A common source of link rot is page renaming. Stack Overflow, a Q&A site, includes question titles in URLs. These are often edited to clarify the question. Stack Overflow embeds unique question IDs in its URLs to ensure old links work.

Thus http://stackoverflow.com/questions/37089768/does-pharo-provide-tail-call-optimisation is the canonical URL, but http://stackoverflow.com/questions/37089768/foobar still works.

URLs in today’s web can also reference named HTML tags. For example, http://wilfred.me.uk/blog/2016/06/12/hypermedia-how-the-www-fell-short/#unique-ids directly links to this section of this blog post. However, this requires co-operation from the author: they must provide named anchors, which cannot change in future.

GitHub project README with discoverable section links

A common UI pattern is provide discoverable links on headings in web pages. This assumes that headings never change or repeat in a document, but fits the common use case.

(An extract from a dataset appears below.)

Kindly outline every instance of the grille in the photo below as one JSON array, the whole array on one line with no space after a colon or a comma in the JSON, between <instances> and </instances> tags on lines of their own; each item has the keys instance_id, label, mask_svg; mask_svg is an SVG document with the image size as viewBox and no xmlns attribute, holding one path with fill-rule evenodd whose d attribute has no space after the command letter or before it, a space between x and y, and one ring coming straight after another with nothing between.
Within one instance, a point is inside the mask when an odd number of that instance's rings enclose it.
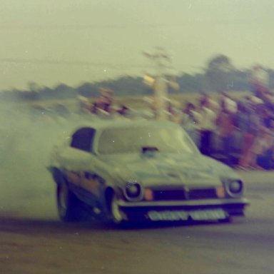
<instances>
[{"instance_id":1,"label":"grille","mask_svg":"<svg viewBox=\"0 0 274 274\"><path fill-rule=\"evenodd\" d=\"M191 200L218 198L215 188L191 189L188 193L188 197Z\"/></svg>"},{"instance_id":2,"label":"grille","mask_svg":"<svg viewBox=\"0 0 274 274\"><path fill-rule=\"evenodd\" d=\"M154 201L186 200L186 191L183 190L154 191Z\"/></svg>"},{"instance_id":3,"label":"grille","mask_svg":"<svg viewBox=\"0 0 274 274\"><path fill-rule=\"evenodd\" d=\"M215 188L186 190L154 190L154 201L182 201L216 198Z\"/></svg>"}]
</instances>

Genius highlights can link to ranges of text

The other major limitation of section links is that they cannot reference a range of tags on a page. Genius (a website offering song lyric interpretations) is one of very few websites that allow users to link to arbitrary sections of a page.

History

Finally, early hypermedia designs kept historical versions of content. You could link to old versions of content if desired.

We don’t have this in today’s web. There’s the Wayback Machine, which periodically snapshots many websites. For high-profile online news, NewsDiffs regularly snapshots stories to see how articles are edited over time.

This is another example where wikis come closer to the traditional idea of hypermedia. https://en.wikipedia.org/wiki/Hypertext links to the current version of the hypertext article on Wikipedia, whereas https://en.wikipedia.org/w/index.php?title=Hypertext&oldid=722248276 explicitly links to the version at time of writing, regardless of future changes.

Looking Forward

Should we throw away today’s web and rebuild? Certainly not.

The web we have works incredibly well. Its feature set has enabled users to write billions of web pages. The technology is standardised and there are many mature implementations.

HTML is still a medium where some things are easy and some things are not. We should not lose sight of how HTML will affect how we communicate. Instead, we should pillage the ideas of the past to make the best use of our content today.